A roleta pode ser aberta em celular, tablet, computador ou projetor. Como se trata de um recurso digital, é necessário ter acesso à internet.
Faça esse teste com antecedência para evitar interrupções durante a atividade.
COMO ORGANIZAR OS PERCURSOS NO CHÃO
Escolha uma área da sala na qual as crianças possam se movimentar com segurança. Afaste objetos que possam atrapalhar a passagem e verifique se as casas estão bem posicionadas.
Você pode montar quatro caminhos paralelos, colocando um ao lado do outro. Outra possibilidade é organizar os percursos em diferentes direções, desde que a turma consiga acompanhar o deslocamento dos personagens.
Cada caminho deve ter três casas e representar um personagem:
• Caminho vermelho para a Chapeuzinho;
• Caminho cinza para o Lobo;
• Caminho roxo para a Vovó;
• Caminho em tons terrosos para o Caçador.
As cores ajudam as crianças a identificar a trilha de cada participante.
Coloque o personagem móvel no início de seu caminho. Antes de começar, percorra as casas com a turma e explique onde está a saída e onde será a chegada.
Se quiser ampliar o percurso, imprima mais de uma cópia das casas. Nesse caso, garanta que todos os personagens tenham caminhos com o mesmo número de etapas.
COMO APRESENTAR A ATIVIDADE PARA A TURMA
Comece mostrando os quatro personagens. Pergunte quem são, onde aparecem na história e o que cada um faz durante a narrativa.
Você pode perguntar:
“Quem levou a cesta para a Vovó?”
“Quem encontrou Chapeuzinho na floresta?”
“Quem estava na casa?”
“Quem ajudou os personagens?”
Depois desse momento de conversa, mostre os percursos montados no chão.
Explique que cada personagem terá seu próprio caminho e que todos participarão de uma corrida. Mostre também a roleta digital e faça um giro de demonstração.

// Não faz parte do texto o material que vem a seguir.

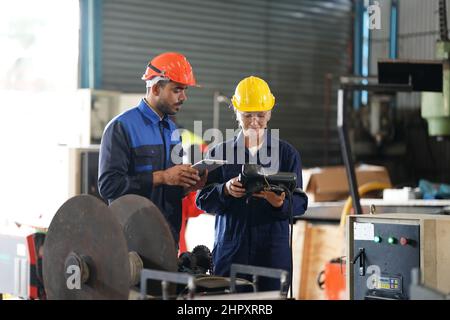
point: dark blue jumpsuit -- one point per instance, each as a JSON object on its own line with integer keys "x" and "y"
{"x": 134, "y": 145}
{"x": 249, "y": 230}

Apresente os combinados antes da primeira rodada:
• Cada participante deverá esperar sua vez;
• Os personagens serão movimentados somente depois do resultado da roleta;
• A turma poderá ajudar na contagem;
• As peças deverão ser manuseadas com cuidado;
• Todos deverão acompanhar a rodada até o final;
• O resultado será respeitado, mesmo quando aparecer uma carta surpresa.
Os combinados ajudam as crianças a compreender o funcionamento da atividade e diminuem os conflitos durante a partida.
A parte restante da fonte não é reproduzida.